During allocation, it also checks for the mode of partition such as Read/Write,
Read-only and Update-only (we'll deal with partition modes in detail in next
pages). It also considers parameters such as memory available with partition.
Update Distributor
works in the following sequence:
1. Read from LLHome\config\search.ini file
2. Contact RMI Registry Server
3. Contact the index engine
4. Start to process IPool messages
Update Distributor is
responsible for rolling back transaction if indexing of any IPool fails.
Logging Update
Distributor:
System Object Volume -> Enterprise Data Source ->
Enterprise Data Flow Manager -> Functions menu for Enterprise Update
Distributor -> Properties -> Advanced Settings
Index
Engine:
Index Engine (otindexengine) performs
the task of adding, updating and deleting objects in the search index. It
accepts the request from Update Distributor. Each partition has at least one
index engine.
Ipupdate process is run by Admin server. This
process separates content from metadata. While metadata is saved in *._d_ temp
file, content is stored in *.urn temp file.
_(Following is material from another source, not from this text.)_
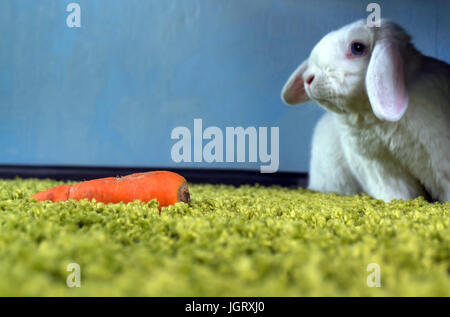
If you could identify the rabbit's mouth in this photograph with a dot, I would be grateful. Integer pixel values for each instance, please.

Eg 10._d_ is for metadata and 10.urn is created for content.
Logging
Index Engine:
Index engines logs
can be enabled from: Administration Page -> System Object Volume ->
Enterprise Data Source -> Enterprise Data Flow Manager -> Functions menu
for Enterprise Update Distributor -> Properties -> Index Engine
Ipupdate logs can be
viewed from this location: Enterprise\index\ipupdate.log
IPool Structure:
IPool (Interchange
Pool) is used to encapsulate data for indexing. IPool in simplest form consists
of two directories. Enterprise Data Flow (EDF) process is responsible for
writing to and reading from IPool directory.
It can be viewed from
Enterprise Data Flow Manager page.